Last year was my first year teaching resource English and I was definitely experimenting with things and using other teacher’s approaches to test out what works for me. Overall I had a good year and feel like I reached a lot of kids and got several to like/read books and stories they would have never read but I also lost several that didn’t care about the whole class books and stories I chose which is why I’m moving more to a reader’s workshop approach this year with free choice independent reading being the focus.

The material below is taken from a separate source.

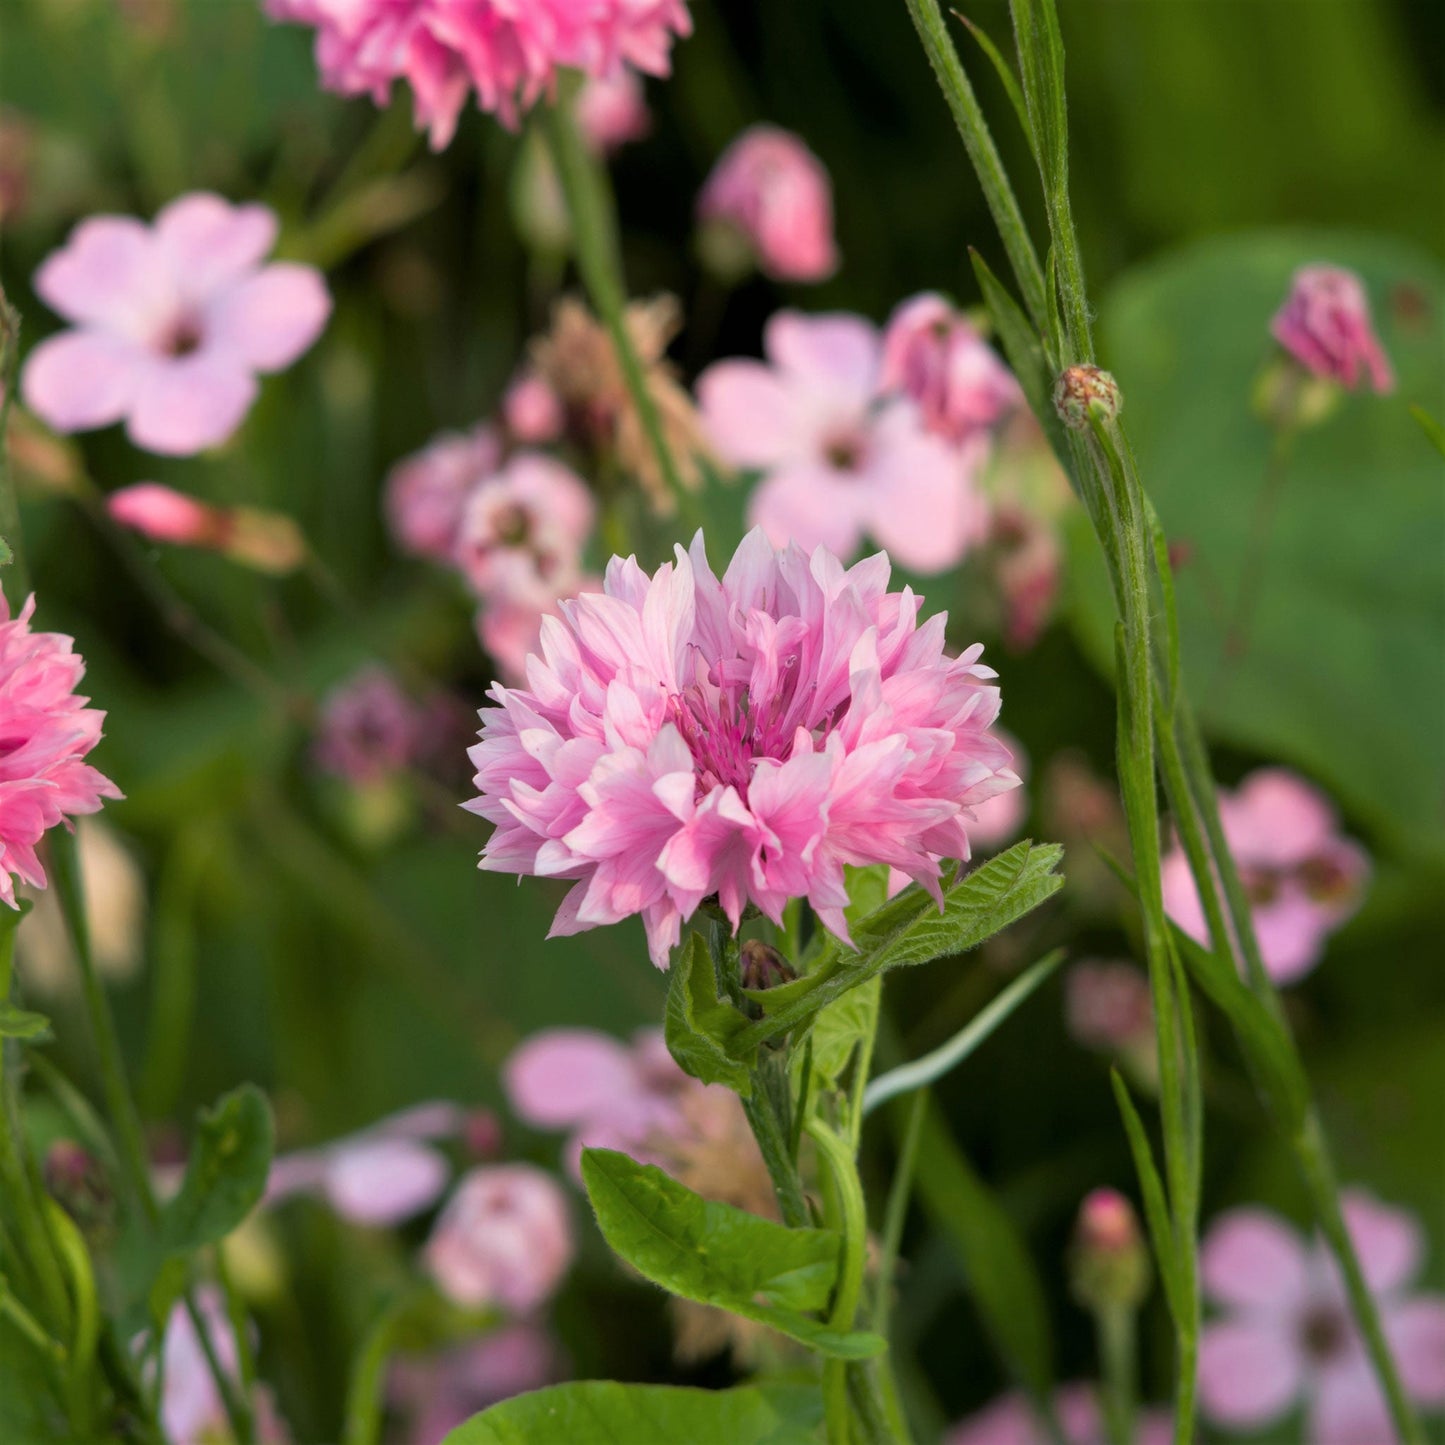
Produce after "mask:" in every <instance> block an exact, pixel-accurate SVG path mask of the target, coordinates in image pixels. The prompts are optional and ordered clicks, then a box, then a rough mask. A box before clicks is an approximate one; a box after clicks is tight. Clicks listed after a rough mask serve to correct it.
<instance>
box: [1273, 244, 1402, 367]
mask: <svg viewBox="0 0 1445 1445" xmlns="http://www.w3.org/2000/svg"><path fill="white" fill-rule="evenodd" d="M1270 331H1272V332H1273V335H1274V340H1276V341H1277V342H1279V344H1280V345H1282V347H1283V348H1285V350H1286V351H1289V354H1290V355H1292V357H1295V360H1296V361H1299V364H1301V366H1303V367H1305V368H1306V370H1309V371H1312V373H1314V374H1315V376H1321V377H1327V379H1328V380H1331V381H1338V383H1340V384H1341V386H1347V387H1350V389H1351V390H1354V389H1355V387H1357V386H1360V384H1361V383H1363V381H1364V379H1366V376H1368V379H1370V386H1373V387H1374V390H1376V392H1393V390H1394V373H1393V370H1392V368H1390V360H1389V357H1386V354H1384V347H1381V345H1380V338H1379V337H1377V335H1376V334H1374V321H1373V319H1371V316H1370V298H1368V296H1367V295H1366V290H1364V282H1361V280H1360V277H1358V276H1357V275H1355V273H1354V272H1351V270H1344V269H1342V267H1340V266H1302V267H1301V269H1299V270H1298V272H1295V279H1293V280H1292V282H1290V288H1289V296H1286V298H1285V305H1283V306H1280V308H1279V311H1276V312H1274V319H1273V321H1272V322H1270Z"/></svg>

Last year I did a pretty traditional English class model with a few changes. We started out the year looking at different reading strategies. I didn’t apply this to reading as much as I should have. We mostly just talked about the skill and why it’s important in reading. I didn’t give them enough practice actually using the skill. Then we moved to literary elements and I did the same thing–what is it with some examples but limited independent practice. After that I moved into choosing short stories or books and we’d do background info and vocabulary, read, discuss, take a test. Repeat with the next story. We read Of Mice and Men aloud in class and although I will not be doing the stop and quiz every chapter like I did in the unit I taught last year, I do think I’ll keep this in our read aloud cycle every few years (I teach most of the same kids for 4 years) because just about every student I had loved it.
After Christmas, we did a short poetry unit that mostly just focused on terminology and definitely not on enjoying and appreciating it. Then we read The Glass Castle by Jeannette Walls. Most of my students really enjoyed this but I lost some during this and it took us a long time to get through with all the stop, discuss, and quiz going on. It’s such a great memoir that would be so so much better as a free choice book or even a read aloud (in excerpts).
Then we moved into more short stories. Same process for them all: background info and vocabulary, read, discuss, quiz.
We read everything aloud. The stories and books I chose were too difficult for independent reading for most of my low level readers but I now realize without some independent reading they aren’t going to make much progress in their reading levels. This is why the free choice reading model should work better for my kids. They can start where they are. My kids on a 3rd grade reading level can choose books that work for them. Many YA novels that are popular are around 4th or 5th grade level (and many of my students are around 5th grade level so this is great for them. And as I’ve learned from reading books by Donalyn Miller, reading level of a book is not something that needs to be set in stone. A student’s motivation level to read a particular book can bridge the gap between the student’s level and the level of the book.
Like I’ve said before, I think that last year was successful for a lot of my students, but this year I’m aiming to reach all of them.